The Mudcat Café TM
Thread #10822   Message #450470
Posted By: Malcolm Douglas
27-Apr-01 - 12:21 PM
Thread Name: Love and Death on the Shore
Subject: Lyr Add: THE THREE DANISH GALLEYS
While looking for something else entirely, I came across this song and remembered that there had been an inconclusive discussion of it.  Here it is, then, a mere two years on:

THE THREE DANISH GALLEYS

(Sung to Ruth L. Tongue in London, 1919, by "a sea captain born in Porlock".)

Three galleys come sailing to Porlock Side,
And stole me away a new-wed bride,
Who left my true love lying dead on the shore,
Sailing out and away.
I never shall see my dear home no more
.

Then up to her stepped the Danish King,
And her he would wed with a golden ring,
Who left my true love, etc.

The bride she made answer her tears between,
I never will wed with a cowardly Dene. ¹
Who left my true love, etc.

Then out of the galley they tossed the Bride,
And laughed as she drowned in the cruel tide.
Who left my true love, etc.

There came three small galleys from Porlock Bay,
They fought with the Danes for a night and a day.
Who left my true love, etc.

They fought till the decks with blood ran red,
And every man of the Danes was dead.
Who left my true love, etc.

¹  Dene: Dane. Local pronunciation.

From The Chime Child, or, Somerset Singers, Ruth L. Tongue (Routledge and Kegan Paul, 1968) © Ruth L. Tongue, 1967.

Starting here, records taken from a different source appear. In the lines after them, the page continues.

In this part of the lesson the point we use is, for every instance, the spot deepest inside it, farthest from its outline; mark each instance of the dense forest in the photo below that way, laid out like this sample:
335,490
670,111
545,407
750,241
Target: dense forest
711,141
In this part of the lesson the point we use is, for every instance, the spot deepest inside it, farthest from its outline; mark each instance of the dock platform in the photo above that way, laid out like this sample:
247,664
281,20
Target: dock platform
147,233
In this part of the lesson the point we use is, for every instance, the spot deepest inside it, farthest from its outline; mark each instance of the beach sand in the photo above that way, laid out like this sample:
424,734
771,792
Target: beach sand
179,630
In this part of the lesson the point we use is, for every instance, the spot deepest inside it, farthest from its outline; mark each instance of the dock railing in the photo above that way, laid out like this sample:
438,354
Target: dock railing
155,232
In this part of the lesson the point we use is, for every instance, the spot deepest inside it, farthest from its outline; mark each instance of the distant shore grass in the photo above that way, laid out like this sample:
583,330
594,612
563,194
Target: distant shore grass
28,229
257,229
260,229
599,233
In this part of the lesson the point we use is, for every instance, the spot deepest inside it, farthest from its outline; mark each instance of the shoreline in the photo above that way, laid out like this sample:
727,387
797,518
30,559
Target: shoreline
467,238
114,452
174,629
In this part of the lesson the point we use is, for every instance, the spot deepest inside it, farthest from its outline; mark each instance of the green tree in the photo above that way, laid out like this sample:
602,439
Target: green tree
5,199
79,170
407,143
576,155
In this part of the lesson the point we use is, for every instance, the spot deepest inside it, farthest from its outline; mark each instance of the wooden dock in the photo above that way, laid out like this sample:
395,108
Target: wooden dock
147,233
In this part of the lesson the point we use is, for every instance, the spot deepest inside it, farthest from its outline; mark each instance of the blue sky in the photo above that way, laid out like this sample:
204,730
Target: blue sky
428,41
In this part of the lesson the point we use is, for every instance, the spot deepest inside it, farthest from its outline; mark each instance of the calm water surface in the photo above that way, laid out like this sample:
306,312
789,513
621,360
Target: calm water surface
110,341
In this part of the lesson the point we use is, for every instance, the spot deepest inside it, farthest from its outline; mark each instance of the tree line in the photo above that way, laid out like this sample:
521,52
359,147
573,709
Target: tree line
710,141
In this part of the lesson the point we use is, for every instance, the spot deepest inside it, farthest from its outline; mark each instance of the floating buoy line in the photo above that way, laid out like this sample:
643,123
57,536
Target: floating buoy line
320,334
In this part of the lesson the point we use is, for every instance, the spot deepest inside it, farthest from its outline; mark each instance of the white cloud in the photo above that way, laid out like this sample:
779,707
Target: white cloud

Miss Tongue had this to say about it:

"I had just finished a Folk Song Recital in London, and made my way back to sink exhausted into my dressing-room chair, when there came a hearty bang on my door which opened, and an elderly sea captain came in.  He was smart, grey-haired, scarlet-faced, and as full of enthusiasm as a young westerly gale -and he had a ballad for me.  His family had been Porlock folk right back to Drake's time and before, and they had treasured and kept strictly to themselves this ancient ballad.  Now having listened to that evening's Somerset wealth, he had decided regardless of family traditions that it must be brought to the free air of a singing world and that I was the one to do it.  Before the force of this Severn Gale, I found my weariness blown clean away, and was soon singing too.  He had a tremendous voice and it hit like hammer-blows into my memory.  He sailed tomorrow he said, so I must learn it then and now.  I did, every verse, and sang it back to him.  He gave me a delighted smile, a hearty farewell and a handshake that clamped my fingers for the rest of the evening, and went away, forgetting to leave his name.
The Danish raids on Porlock are mentioned in the AngloSaxon Chronicle, and The Three Danish Galleys is a very ancient ballad which has survived the alterations of singers of other centuries, and is surprisingly unspoiled."

Doubts have been expressed from time to time as to the authenticity of the songs contained in this book; almost all of them are unusual in musical structure and unknown anywhere else.  Certainly it would be unsafe to assume that this song is of any antiquity, or even traditional at all; even if Miss Tongue wrote it herself, though (which is not impossible, particularly as so many of these songs, supposedly from different sources, are so similar in style), it's a fine piece and worth knowing.  I've made a midi of the tune, which will go to the  Mudcat Midi Pages;  until then, as a temporary measure, it may be heard via the  South Riding Folk Network  site:

THE THREE DANISH GALLEYS

There are three other songs from Ruth L. Tongue in the Forum:

The Broomsquire's Bird Song  -With tune; from The Chime Child.
The Quaker's Wife  -With tune from another source.  Text from The Quaker's Wife and other Somerset Folk Songs, Ruth Tongue and Felton Rapley (Chappell & Co., 1965).
The Green Lady  -With tune; from The Chime Child.